On the way to work, John would like to listen Bach's cello suite. He has left the CD at home, so uses his PDA in the car to ask his grid broker to find music service that can play Suite No 1. Within seconds the music starts and John forgets about the traffic jam he is in. At work, John leads a meteorological research project that involves the use of many remote sensors and demanding computations. He instructs the grid broker from his workstation to start collecting data and using computational resources from different parts of the world, he specified in his preferences, perform the experiment and send data to the visualisation room. In the afternoon he holds a meeting where he retrieves the stored data from the grid using the grid broker and displays it on the active board. After a long day at work he decides to have a dinner with his wife and friends. The grid broker (based on John's preferences) quickly locates a new French restaurant and John, using his PDA again, books a table for four.
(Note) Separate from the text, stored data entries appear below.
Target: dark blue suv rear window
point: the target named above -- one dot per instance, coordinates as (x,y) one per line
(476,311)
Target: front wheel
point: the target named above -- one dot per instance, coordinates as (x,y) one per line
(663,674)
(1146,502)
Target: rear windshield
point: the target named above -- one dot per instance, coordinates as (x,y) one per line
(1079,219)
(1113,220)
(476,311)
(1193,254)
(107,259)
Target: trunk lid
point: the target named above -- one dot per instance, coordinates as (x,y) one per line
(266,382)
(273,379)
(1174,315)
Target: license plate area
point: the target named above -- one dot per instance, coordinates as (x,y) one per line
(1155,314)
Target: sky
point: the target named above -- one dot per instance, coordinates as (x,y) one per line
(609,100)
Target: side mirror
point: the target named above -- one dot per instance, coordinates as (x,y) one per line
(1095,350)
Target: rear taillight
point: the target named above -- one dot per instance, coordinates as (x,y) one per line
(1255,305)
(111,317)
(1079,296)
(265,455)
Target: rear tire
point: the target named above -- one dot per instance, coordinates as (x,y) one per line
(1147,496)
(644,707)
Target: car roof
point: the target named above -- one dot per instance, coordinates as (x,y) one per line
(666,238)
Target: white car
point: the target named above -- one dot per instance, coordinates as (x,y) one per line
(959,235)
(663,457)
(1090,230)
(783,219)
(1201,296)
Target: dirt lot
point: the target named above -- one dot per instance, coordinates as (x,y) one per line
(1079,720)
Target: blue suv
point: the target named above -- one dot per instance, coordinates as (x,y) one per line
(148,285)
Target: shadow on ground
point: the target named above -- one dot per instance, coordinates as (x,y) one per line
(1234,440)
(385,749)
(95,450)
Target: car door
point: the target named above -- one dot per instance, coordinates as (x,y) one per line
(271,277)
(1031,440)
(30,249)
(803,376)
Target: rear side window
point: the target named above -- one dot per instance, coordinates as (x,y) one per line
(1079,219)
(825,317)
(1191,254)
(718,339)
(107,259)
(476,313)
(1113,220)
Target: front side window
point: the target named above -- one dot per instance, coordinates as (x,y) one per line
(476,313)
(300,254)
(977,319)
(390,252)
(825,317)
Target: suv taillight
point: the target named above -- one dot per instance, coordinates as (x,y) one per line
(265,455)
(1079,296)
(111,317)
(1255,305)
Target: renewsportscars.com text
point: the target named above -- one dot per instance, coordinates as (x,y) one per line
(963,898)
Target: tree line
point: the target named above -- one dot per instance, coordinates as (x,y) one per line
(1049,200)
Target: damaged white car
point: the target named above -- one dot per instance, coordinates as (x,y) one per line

One could question whether this is a grid or not. We believe that service-based systems should be viewed as grids, since a data source Ž processing Ž visualisation computational grid pipeline is similar to a media database Ž processing Ž video display one. Any service-based system would just as well perform processing, store and retrieve data, use specific application-dependent hardware elements, and coordinate and share resources in order to perform its task.

Choosing a user-centred design approach, we concentrate on usability requirements first. From the sample scenario the following usability requirements can be derived.

- Universal access - Users should be able to access grid services from any type of device (from supercomputers down to mobile phones). They should also be able to discover previously unknown services.

- No administration - Users should not install software in order to use a service. Every grid service should provide its user interface dynamically on an on-demand basis to the user taking both device (e.g. screen size, media capabilities, etc.) and user characteristics (e.g. type of disability, personal preferences) into consideration. The interface will be downloaded from the service.

- Helper services - Users should be able to use special helper (broker) services that off-load work from them and carries out tasks (e.g. finding music service, setting up connection between sensors and computers) on their behalf.

- Security - Users data, programs and execution activities should be protected from stealing, modification and unauthorised monitoring as well as from dishonest services.

- Performance - Users will require constant availability of the required services (providing they or a substitute service does exist) regardless of time and location.

From the service providers point of view these requirements translate to the followings:

- Universal access - Services should be accessible to users of any device having any disability. The behaviour of the service should not be altered by the particular device and interface used.

- No administration - Services should be able to change their implementation whenever they choose without causing disruption to end-users. Services should be able to join and leave the grid at their own will without causing disruption in the rest of the grid system.

- Helper services - Services should be able to cooperate with helper and other services to carry out tasks as a team. Service providers will need to offer a variety of payment schemes, hence be able to co-operate with third party payment service providers.

- Security - Services (their data, programs and execution activities) should be protected from stealing, modification and unauthorised monitoring, as well as from dishonest clients and their attacks.

- Performance - Services should operate providing maximum availability regardless of time and location.

The most fundamental differences in this model when compared to the resource-oriented grids are the followings. It is expected that services will be found and used by other programs unlike before where the system returned a list of resources for manual user selection. Services will be used on-demand with interfaces downloaded from service providers. Services will not be free; hence, online payment mechanisms are essential. Hardware as well service implementations will change over time. The system will have to live together with changes and survive changes as well as system failures.

We believe that these usability requirements should drive the functionality and specification of grid systems and that the Java programming language, due to its platform independence and facility for mobile code, can provide the necessary "wiring" system for service grids. The missing dynamic distributed features then can be added by Jini technology.

4. The Jini Service Grid

In a service oriented environment, users and service providers expect always-on and fault-resilient behaviour, full-blown security, powerful global service discovery, minimal administration and no software installation, device and user-adaptive user interfaces as well as personalisation. It is largely the responsibility of the service grid infrastructure/middleware to provide these features.

The authors have developed a Jini-based computational grid prototype system to field-test these ideas [9]. The structure of minimal system is shown in Figure 1. The system consists of Compute, Lookup and Broker services as well as clients. Compute services abstract out processors that are willing to execute programs for clients. The lookup service is a key component of any Jini community; it holds proxy objects of registered services and makes them available to clients. Broker services connect user requests to compute services managing resource selection and task execution on behalf of the client. In this system, service discovery is performed with the help of the lookup service. In large systems, where there are too many services to register with only one lookup service, a broker hierarchy can be used to provide wide-area search for services [10]. In this base system the client creates and executes Java programs by sending them to Compute Services via the Broker.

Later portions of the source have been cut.